Deep Neural Networks for Team Sports Video Pattern Recognition

Feed the model player-centric tensors: 11×2 bounding-box offsets plus 11×15 joint heatmaps extracted with AlphaPose at 50 fps. Concatenate the stream with a ball-focused branch that crops a 128×128 patch around the centroid projected on the turf plane. Concatenation, not late fusion, pushes mAP from 0.71 to 0.78 on the same validation set.

Freeze every batch-norm layer for the first 15 epochs; unfreeze with a base lr of 3e-5, cosine decay to 1e-6, and the classification head alone will converge in 4 epochs on two RTX-4090 cards, 32 GB each. Mixed precision halves training time without measurable loss. Store checkpoints every 1,000 iterations; the best one is usually between 18k and 22k steps.

Label imbalance ruins precision: 78 % of frames are no-pattern. Apply focal loss γ=2, α=0.25, then oversample the minority classes with temporal jitter ±6 frames. The combination lifts precision on high press from 0.54 to 0.81 while recall stays at 0.83.

For inference, slide a 16-frame window at 8-frame stride, aggregate logits with softmax-temperature 0.5, and apply a 7-frame majority vote. This smooths flicker and keeps latency at 120 ms on a single RTX-3080. Compile the graph with TensorRT fp16; throughput jumps from 38 to 210 clips per second.

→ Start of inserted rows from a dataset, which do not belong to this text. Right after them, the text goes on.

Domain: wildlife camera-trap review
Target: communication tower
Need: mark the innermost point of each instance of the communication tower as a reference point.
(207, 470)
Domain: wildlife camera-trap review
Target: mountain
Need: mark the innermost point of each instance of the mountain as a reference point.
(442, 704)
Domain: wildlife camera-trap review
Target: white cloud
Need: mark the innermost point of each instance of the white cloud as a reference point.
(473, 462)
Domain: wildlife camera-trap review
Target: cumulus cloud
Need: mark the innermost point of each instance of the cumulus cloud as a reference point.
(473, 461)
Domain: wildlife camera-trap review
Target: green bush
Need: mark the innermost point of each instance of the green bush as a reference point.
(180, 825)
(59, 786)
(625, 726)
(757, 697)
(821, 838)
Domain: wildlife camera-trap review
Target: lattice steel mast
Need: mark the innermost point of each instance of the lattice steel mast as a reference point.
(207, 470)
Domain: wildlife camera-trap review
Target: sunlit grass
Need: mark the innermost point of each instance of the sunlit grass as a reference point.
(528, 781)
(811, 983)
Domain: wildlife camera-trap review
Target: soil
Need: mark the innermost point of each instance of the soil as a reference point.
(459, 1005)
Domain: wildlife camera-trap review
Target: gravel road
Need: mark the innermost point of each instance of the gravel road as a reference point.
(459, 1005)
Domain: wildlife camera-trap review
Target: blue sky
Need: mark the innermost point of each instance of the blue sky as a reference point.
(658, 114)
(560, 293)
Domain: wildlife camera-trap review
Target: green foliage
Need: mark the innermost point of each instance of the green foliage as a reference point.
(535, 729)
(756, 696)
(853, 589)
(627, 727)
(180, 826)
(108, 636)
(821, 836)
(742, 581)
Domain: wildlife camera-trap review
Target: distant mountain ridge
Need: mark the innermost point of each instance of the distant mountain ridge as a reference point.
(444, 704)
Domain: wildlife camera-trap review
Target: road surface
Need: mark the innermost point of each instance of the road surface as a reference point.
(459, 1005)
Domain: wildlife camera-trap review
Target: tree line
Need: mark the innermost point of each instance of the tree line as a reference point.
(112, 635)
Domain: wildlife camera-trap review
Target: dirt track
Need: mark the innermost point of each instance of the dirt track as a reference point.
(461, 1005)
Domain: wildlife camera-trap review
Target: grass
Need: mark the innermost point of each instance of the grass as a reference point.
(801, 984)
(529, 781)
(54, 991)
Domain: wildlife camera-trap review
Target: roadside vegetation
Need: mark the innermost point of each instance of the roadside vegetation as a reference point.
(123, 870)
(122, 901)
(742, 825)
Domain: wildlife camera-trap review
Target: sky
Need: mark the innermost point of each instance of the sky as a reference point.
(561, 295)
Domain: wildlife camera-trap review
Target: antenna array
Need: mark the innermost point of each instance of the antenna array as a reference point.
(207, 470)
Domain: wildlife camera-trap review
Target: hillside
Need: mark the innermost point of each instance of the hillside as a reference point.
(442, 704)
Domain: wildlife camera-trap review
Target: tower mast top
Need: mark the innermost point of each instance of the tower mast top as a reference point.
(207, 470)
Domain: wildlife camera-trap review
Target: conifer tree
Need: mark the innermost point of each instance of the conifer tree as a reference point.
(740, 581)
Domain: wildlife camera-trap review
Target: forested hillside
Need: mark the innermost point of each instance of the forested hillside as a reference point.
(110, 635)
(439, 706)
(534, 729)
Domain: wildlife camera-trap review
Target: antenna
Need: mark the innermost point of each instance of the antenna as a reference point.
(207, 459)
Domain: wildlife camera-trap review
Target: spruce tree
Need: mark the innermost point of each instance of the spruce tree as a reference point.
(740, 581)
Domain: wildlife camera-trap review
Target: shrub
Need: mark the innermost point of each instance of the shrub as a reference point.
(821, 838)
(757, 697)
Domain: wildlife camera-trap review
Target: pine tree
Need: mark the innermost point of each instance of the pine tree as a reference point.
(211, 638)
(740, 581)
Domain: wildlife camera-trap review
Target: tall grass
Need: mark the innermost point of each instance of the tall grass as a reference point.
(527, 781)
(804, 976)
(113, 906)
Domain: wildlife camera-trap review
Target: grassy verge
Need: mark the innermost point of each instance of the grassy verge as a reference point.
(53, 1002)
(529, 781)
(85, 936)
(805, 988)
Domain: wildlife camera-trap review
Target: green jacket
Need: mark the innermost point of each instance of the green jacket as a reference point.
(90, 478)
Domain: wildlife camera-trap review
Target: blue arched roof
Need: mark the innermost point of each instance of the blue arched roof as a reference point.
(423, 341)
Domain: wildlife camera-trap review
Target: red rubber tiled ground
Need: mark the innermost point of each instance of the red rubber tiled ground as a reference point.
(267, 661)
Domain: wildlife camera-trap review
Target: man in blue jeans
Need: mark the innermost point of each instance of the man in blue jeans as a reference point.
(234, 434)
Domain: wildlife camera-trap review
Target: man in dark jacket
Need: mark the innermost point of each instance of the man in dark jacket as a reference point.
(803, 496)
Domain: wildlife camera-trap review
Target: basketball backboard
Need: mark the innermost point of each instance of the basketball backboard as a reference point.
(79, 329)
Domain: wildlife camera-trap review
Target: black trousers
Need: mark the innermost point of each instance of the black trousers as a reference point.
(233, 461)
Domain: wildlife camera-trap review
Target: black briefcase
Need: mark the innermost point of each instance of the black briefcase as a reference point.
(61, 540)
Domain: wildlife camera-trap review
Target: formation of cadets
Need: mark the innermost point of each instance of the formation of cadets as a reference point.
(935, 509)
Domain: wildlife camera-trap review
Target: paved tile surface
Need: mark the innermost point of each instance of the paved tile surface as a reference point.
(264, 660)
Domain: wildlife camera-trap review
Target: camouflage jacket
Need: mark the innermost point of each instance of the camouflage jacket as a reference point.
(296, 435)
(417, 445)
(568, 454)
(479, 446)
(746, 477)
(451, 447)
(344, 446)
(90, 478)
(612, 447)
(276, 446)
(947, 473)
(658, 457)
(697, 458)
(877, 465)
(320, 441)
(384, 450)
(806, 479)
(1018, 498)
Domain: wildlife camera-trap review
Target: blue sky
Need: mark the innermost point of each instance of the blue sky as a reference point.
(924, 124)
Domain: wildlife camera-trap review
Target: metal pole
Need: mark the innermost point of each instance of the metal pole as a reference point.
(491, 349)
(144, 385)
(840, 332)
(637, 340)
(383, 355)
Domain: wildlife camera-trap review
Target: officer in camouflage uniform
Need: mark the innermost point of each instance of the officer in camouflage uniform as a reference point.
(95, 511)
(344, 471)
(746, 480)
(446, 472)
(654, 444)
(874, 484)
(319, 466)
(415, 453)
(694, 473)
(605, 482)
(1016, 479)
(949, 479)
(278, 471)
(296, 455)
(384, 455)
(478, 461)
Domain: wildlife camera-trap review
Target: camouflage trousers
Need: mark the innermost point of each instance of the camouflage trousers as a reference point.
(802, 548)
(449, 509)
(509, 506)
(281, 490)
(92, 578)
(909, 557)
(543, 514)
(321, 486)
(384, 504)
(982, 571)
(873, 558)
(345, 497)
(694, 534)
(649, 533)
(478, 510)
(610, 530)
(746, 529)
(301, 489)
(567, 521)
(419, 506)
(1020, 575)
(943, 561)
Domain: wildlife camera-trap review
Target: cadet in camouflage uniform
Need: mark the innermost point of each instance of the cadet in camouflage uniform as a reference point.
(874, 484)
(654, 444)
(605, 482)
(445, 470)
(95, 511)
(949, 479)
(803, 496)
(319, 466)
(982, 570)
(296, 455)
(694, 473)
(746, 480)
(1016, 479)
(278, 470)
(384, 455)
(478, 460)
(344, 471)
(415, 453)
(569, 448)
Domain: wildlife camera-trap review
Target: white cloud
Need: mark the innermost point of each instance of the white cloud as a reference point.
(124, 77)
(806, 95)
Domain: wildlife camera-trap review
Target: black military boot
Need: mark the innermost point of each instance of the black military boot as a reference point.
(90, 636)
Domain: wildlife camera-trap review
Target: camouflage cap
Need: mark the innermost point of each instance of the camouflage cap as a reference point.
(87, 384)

Exact Frame Sampling Rate for 11-a-Side Soccer Tracking

Set capture at 50 fps with a 1/100 s shutter; this yields ≤2 px blur for players sprinting 9 m/s on 4K video (≈0.55 m/px at 110×70 m FOV) and keeps the centroid jitter σ_x,y below 0.12 m, sufficient for sub-10 cm triangulation after homography. Drop below 45 fps and the inter-frame baseline exceeds 20 cm, causing identity swaps in 14 % of occlusion events; raise to 60 fps and storage balloons by 20 % while mAP gains plateau at +0.3 %, so 50 fps is the ROI sweet-spot for 11-v-11.

If the match is U-13 at 6.5 m/s, 30 fps still works; for women’s Champions League at 7.8 m/s, push to 50 fps. Record native, don’t interpolate-artificial frames insert ghost trajectories 8 % of the time.

Labeling Player Jersey Numbers with YOLOv8 Polygon Masks

Anchor every polygon 4 px inside the fabric contour to dodge motion-blur fringes; export COCO-style RLEs, not SVG, to shrink 1080p labels to 8 kB.

Collect 300 frames per kit: 100 tight zooms, 100 medium sideline, 100 goal-mouth crowd. Store each clip lossless at 240 fps; subsample to 30 fps only after labeling to keep motion context.

Run YOLOv8x-seg on 1280×1280 tiles, IoU 0.45, conf 0.25; polygon output [email protected] reaches 0.92 for digits 0-9 on a 5 k-image validation split. Freeze backbone after epoch 18 to avoid over-fit on shiny sponsor patches.

Class	Mask pixels	Recall	Precision	Label time (s/inst.)
0	1 850	0.94	0.91	1.2
1	650	0.89	0.88	0.9
7	1 430	0.95	0.93	1.1

When sleeve digits overlap chest numbers, force annotators to draw two stacked polygons; mask union IoU above 0.7 triggers a manual review queue and cuts downstream OCR swaps by 38 %.

Export polygons as 8-bit run-length, then map each digit mask to a 32×96 pixel grayscale crop; feed these crops to a EfficientNet-B0 head pretrained on SVHN. The combined pipeline reaches 97 % correct digit identity at 1200 fps on one RTX-4090.

Labelers double-click the digit centroid; the tool auto-propagates the polygon across ±15 frames using optical flow, slashing manual effort from 45 s to 7 s per player track.

Store masks in a sidecar .json with frame, team ID, bounding box, and a 256-bit hash of the underlying JPEG; any hash mismatch flags corrupted labels during seasonal dataset updates.

Training Set Size for 3-Camera Basketball Pick-and-Roll Detection

Collect 4 800 annotated pick-and-roll clips (1 600 per view) to reach 0.91 F1 on a 1 920×1 080 triple-stream model; below 3 000 the metric collapses to 0.73 because the off-ball camera suffers 42 % occlusion and needs ≥1 050 positive samples to learn the screener’s micro-trajectory.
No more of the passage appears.